When it is necessary to refer to DOM nodes in the javascript, do not use hard-coded node ids. If the same workflow module appears twice in a notebook, the same node id will appear twice. Even if your javascript replaces the node id, there may be race conditions when the notebook is re-opened. Instead assign nodes an id based on the return value of context.executionIdentifier. DOM node ids prefixed with this value are guaranteed to be reserved for use by the context's module.
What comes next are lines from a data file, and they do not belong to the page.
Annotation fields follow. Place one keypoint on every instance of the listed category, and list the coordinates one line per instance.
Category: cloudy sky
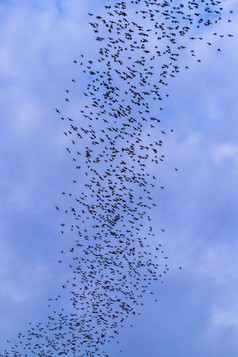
(197, 311)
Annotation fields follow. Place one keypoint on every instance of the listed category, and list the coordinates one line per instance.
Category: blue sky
(197, 311)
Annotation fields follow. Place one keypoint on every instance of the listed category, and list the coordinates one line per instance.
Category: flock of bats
(114, 142)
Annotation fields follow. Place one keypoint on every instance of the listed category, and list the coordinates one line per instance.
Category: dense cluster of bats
(114, 142)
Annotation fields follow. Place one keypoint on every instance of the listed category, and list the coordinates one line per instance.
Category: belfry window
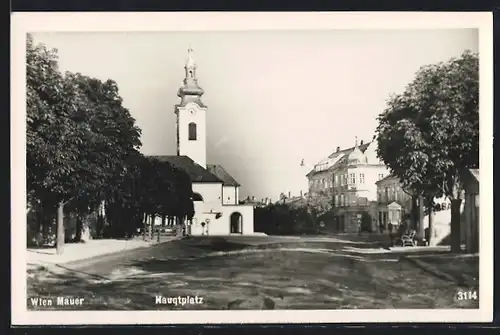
(192, 131)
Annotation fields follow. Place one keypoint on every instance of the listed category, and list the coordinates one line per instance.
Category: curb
(36, 264)
(461, 282)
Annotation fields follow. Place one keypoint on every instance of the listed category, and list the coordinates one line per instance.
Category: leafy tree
(78, 133)
(430, 133)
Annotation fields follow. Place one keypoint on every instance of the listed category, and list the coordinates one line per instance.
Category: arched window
(197, 197)
(192, 131)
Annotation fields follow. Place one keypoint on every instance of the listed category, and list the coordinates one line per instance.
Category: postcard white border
(23, 23)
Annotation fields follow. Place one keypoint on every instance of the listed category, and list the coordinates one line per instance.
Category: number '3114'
(467, 295)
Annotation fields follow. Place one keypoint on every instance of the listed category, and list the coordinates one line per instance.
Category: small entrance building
(236, 223)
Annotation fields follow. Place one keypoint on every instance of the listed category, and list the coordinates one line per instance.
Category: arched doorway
(197, 197)
(236, 225)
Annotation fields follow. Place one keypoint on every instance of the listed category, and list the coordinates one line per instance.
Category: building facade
(348, 177)
(393, 203)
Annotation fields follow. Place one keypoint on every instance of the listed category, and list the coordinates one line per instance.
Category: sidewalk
(80, 251)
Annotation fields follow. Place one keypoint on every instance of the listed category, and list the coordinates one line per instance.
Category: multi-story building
(348, 176)
(393, 202)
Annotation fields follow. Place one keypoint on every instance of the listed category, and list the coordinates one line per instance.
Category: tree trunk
(79, 228)
(151, 225)
(421, 214)
(60, 229)
(429, 238)
(414, 213)
(455, 226)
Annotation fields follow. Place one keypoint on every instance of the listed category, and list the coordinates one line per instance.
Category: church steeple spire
(190, 91)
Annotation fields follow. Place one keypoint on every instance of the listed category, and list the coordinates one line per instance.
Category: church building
(215, 191)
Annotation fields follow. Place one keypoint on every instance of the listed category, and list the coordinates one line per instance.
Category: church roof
(223, 175)
(196, 172)
(356, 156)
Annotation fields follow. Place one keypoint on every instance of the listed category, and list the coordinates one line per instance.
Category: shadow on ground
(236, 275)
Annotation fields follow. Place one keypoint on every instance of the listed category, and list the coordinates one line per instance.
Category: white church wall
(229, 195)
(221, 225)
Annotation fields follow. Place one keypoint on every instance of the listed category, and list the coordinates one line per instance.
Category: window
(192, 131)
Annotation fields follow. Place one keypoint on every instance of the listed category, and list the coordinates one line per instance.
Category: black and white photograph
(252, 167)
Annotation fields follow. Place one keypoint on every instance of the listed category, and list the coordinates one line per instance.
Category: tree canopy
(83, 148)
(430, 132)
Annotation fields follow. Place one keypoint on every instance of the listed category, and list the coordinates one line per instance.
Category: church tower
(191, 116)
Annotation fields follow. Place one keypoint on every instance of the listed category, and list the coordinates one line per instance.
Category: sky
(274, 97)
The javascriptDependencies and cssDependencies parameters allow mutable dependencies to be dynamically loaded --- for example, javascript and css tied to a specific version of Bokeh. These should be provided as references to a CDN or similar (if Vizier has the reference locally, it will be used). Dependencies will only be loaded once; the first time they appear in a notebook. The provided javascript will not be executed until any javascript dependencies have loaded.